In WLAN deployments without mesh services, client stations or end stations (STAs) must associate with an access point (AP) in order to gain access to the network. These STAs are dependent on the AP with which they are associated to communicate.
A so-called mesh network appears functionally equivalent to a broadcast Ethernet from the perspective of other networks and higher layer protocols. As an example, the mesh network may be a LAN according to the IEEE (Institute of Electrical and Electronics Engineers) 802.11 specifications, where links and control elements forward frames among the network members. Thus, it normally appears as if all mesh points (MPs) in a mesh are directly connected at the link layer. This functionality is transparent to higher layer protocols.
A standard ‘infrastructure’ wireless Local Area Network is a centralised network in which STAs attach to the AP which acts as a ‘master station’. This centralised topology makes network formation and initial channel selection easy. The AP is configured to start transmitting at a certain frequency channel and the STAs only need to find this channel e.g. by scanning a list of available frequencies. They can do so actively, by broadcasting probe requests on each visited channel, or passively, by listening for advertisements or beacons on each visited channel. After having visited all available channels, they will have found all APs that are in the vicinity, and can select one to associate with.

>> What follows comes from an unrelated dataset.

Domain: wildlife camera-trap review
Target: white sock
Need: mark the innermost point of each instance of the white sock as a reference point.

In a wireless mesh network, however, there is no central coordinating station. This makes network formation and initial channel selection more difficult than it is in a standard infrastructure network. In particular, problems exist in that a STA that performs active scanning might find a number of other stations on various frequency channels. In this case, it will need to choose and the current draft of the relevant standard prescribes a protocol based on channel precedence values for initial mesh formation (cf. Clause 11B.4 of the Draft Standard for Information Technology—Telecommunications and Information Exchange Between Systems—LAN/MAN Specific Requirements—Part 11: Wireless Medium Access Control (MAC) and physical layer (PHY) specifications: Amendment: Mesh Networking, IEEE Unapproved draft, IEEE P802.11s/D2.0, March 2008). According to this protocol, each mesh node selects a channel precedence value. Next, it carries out some active and passive scanning. Then, if no suitable neighbors are found, it selects a channel and advertises its channel precedence value. If it finds multiple neighbours, it selects one of these based on the numerically highest channel precedence value. However, this protocol is flawed in two ways.
As a first problem, often disjoint meshes are formed during mesh formation in a number of important scenarios.
FIG. 2A shows a schematic mesh-type environment with four exemplary mesh nodes MPP and MP2 to MP4 during start up. One of the mesh nodes is a mesh point portal MPP which has a peer link with a second mesh node MP2 on a channel “a” and with a channel precedence value (CPV) of “3”. A fourth mesh node MP4 is out of range with the second mesh node MP2 and has stopped the active scanning process and has adopted one of its mesh profiles, a channel “b”, and a CPV of “5”. The CPV of the fourth mesh node MP4 is selected at random and happens to be higher than the CPV advertised by the second mesh node MP2.
FIG. 2B shows the schematic mesh-type environment of FIG. 2A after a disjoint mesh has been formed due to the fact that a third node MP3 has used the above CPV-based protocol selection mechanism to select a candidate peer node. According to the above selection mechanism, the third node MP3 shall select the fourth MP4 with the higher CPV of “5” as the candidate to establish a peer link with, so that two disjoint meshes have been formed, rather than one connected mesh.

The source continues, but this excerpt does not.